Despite the fact that many Western cities in the United States are characterized by urban sprawls, Denver actually has a well-defined and central downtown. Based on the number of workers and retail numbers, the city is the 10th largest in the United States. Nevertheless, Denver's downtown can be easily explored on foot, which makes it a great city for visitors who want to take in all the sights without hopping into their cars. In addition to the city's huge and newly refurbished convention center, Denver offers a plethora of shops and boutiques, hundreds of restaurants and ample nightlife options. So, keep in mind that when doing any type of event or meeting planning in Denver, being downtown can certainly be desirable for attendees.
Cultural offerings abound as well - the Denver Pavilions, Denver Art Museum and Colorado History Museum are all downtown and frequently feature world-renowned exhibitions and showings. One of Denver's most frequently visited landmarks, the 16th Street mall is a both a bustling pedestrian mall as well as an amazing work of art. A mile long, the mall winds through a large number of parks and beautiful plazas, all of which are framed by the soaring skyscrapers. One of the mall's best features, however, can really only be appreciated from above - the pedestrian walkway was designed by the artist to look like an enormous diamondback rattlesnake, a well-known symbol in the Denver area.
Visitors to Denver are often surprised by the variety and character of the neighborhoods which make up the downtown area. Each neighborhood possesses its own distinct personality and history. Lower Downtown, affectionately referred to as "LoDo" by locals, is located on the city's north side. This neighborhood features an impressive collection of some of the city's best-preserved Victorian and turn-of-the-century buildings and warehouses. Many of them have been converted into trendy restaurants, galleries and boutique shops. Night owls also know this part of town for its thriving brewpub scene and nightlife attractions. Some of Denver's other well-known neighborhoods include Capitol Hill, Highland, Washington Park and the Golden Triangle Area. Those neighborhoods closer to downtown tend to display more historic charm and are built with brick. Peripheral neighborhoods are newer and are generally built with more modernized materials.

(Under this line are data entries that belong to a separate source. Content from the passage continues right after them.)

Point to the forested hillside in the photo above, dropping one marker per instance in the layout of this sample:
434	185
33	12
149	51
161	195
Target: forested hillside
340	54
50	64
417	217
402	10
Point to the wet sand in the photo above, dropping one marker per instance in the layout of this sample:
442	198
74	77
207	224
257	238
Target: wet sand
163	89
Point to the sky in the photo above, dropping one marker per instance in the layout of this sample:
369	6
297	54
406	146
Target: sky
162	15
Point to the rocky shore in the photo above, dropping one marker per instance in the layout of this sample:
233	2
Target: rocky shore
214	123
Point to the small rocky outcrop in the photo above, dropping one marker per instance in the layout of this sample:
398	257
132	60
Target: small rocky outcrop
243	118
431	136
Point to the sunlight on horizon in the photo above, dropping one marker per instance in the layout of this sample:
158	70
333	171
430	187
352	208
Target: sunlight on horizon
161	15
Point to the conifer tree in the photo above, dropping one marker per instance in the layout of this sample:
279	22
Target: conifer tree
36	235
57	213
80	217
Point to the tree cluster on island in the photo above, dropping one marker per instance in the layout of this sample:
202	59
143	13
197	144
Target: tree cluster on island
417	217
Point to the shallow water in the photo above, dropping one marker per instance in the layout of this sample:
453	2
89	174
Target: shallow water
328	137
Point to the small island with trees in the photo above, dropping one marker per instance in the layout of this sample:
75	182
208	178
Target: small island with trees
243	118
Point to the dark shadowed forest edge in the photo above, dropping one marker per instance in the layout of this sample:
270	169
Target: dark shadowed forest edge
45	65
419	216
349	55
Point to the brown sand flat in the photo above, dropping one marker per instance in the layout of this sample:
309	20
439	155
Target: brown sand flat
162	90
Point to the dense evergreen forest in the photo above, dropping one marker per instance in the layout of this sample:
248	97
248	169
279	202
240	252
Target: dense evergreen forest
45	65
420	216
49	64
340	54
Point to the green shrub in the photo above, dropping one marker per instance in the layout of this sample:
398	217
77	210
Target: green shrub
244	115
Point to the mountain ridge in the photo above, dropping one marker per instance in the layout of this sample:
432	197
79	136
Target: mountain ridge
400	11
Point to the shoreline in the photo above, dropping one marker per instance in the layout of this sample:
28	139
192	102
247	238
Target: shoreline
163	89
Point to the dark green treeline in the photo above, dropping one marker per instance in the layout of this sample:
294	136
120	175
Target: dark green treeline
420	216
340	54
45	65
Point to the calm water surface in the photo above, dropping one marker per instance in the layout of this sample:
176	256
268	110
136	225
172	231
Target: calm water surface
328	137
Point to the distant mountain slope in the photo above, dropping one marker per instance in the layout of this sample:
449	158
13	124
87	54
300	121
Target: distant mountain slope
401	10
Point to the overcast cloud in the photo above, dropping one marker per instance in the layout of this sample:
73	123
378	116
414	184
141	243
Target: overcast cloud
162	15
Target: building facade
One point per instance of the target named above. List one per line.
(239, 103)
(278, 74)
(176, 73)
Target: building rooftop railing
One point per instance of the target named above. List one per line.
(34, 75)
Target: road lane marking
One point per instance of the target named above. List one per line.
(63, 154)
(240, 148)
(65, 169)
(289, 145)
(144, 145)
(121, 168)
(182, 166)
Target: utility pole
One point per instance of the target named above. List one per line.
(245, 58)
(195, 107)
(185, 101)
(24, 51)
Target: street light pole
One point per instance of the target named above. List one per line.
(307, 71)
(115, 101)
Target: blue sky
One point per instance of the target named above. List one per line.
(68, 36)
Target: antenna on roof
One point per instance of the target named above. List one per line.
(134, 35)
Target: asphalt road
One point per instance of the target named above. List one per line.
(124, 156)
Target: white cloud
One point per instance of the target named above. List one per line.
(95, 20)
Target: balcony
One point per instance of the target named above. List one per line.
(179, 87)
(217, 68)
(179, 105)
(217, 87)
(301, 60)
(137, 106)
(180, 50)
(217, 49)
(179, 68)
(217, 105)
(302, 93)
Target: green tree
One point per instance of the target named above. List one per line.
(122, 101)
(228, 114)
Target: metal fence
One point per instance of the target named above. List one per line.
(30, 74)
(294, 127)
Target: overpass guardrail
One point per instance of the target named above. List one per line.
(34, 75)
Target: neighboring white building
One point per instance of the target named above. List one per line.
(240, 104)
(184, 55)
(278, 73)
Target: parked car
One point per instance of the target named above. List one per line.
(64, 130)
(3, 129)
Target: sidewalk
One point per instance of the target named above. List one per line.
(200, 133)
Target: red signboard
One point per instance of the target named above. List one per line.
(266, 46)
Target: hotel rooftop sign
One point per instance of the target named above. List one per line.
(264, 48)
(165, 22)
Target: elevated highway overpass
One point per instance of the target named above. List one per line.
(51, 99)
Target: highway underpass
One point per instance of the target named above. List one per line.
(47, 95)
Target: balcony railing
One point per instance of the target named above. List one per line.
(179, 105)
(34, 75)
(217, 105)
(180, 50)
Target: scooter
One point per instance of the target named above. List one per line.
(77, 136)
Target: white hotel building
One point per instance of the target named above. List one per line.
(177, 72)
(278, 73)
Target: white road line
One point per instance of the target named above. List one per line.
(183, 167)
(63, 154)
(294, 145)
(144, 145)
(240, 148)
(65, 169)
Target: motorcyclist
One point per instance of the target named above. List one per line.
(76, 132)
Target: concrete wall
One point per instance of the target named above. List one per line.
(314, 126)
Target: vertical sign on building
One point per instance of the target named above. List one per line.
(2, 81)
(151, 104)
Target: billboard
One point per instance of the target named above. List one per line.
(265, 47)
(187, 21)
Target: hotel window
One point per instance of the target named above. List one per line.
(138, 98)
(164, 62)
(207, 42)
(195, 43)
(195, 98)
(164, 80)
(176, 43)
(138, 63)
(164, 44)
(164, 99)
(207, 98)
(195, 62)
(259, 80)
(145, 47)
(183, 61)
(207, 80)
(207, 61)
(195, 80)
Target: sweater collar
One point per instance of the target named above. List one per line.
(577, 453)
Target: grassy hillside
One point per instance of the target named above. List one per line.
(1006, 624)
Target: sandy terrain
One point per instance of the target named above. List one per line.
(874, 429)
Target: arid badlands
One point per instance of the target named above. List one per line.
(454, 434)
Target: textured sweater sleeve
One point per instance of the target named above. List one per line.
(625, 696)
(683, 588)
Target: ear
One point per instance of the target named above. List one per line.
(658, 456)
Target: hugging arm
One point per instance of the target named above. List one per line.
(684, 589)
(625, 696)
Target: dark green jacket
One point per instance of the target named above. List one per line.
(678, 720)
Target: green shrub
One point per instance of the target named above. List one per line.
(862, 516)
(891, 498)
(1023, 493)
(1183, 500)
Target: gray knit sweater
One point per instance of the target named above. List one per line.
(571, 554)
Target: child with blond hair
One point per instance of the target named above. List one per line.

The City and County of Denver is only one of seven counties in the metro area, all of which are known for their outstanding recreational opportunities. The Denver area has over 14,000 acres of mountain parks including Red Rocks Park, and it owns the hill on which Winter Park Resort sits. Denver's terrific skiing brings thousands of tourists to the city area every winter. These activities are, as you can guess, also tremendous perks for the Denver meeting planning community. Denver's reputation as the "Mile High City" is not just a casual reference to its altitude - it turns out the steps on the Denver State Capitol building are exactly 5,280 feet above sea level. Golfers love this fact, as their shots go over 10 percent farther than usual, and newcomers to the city have to use caution on a night out on the town - a few drinks go a lot farther as well.
Sports enthusiasts will appreciate Denver's large concentration of athletic teams and sporting facilities. The city is home to three major sports stadiums and has eight professional athletic teams. One of these stadiums, Coors Field, was added to downtown Denver in May 1995 to host the Colorado Rockies, Denver's Major League baseball team.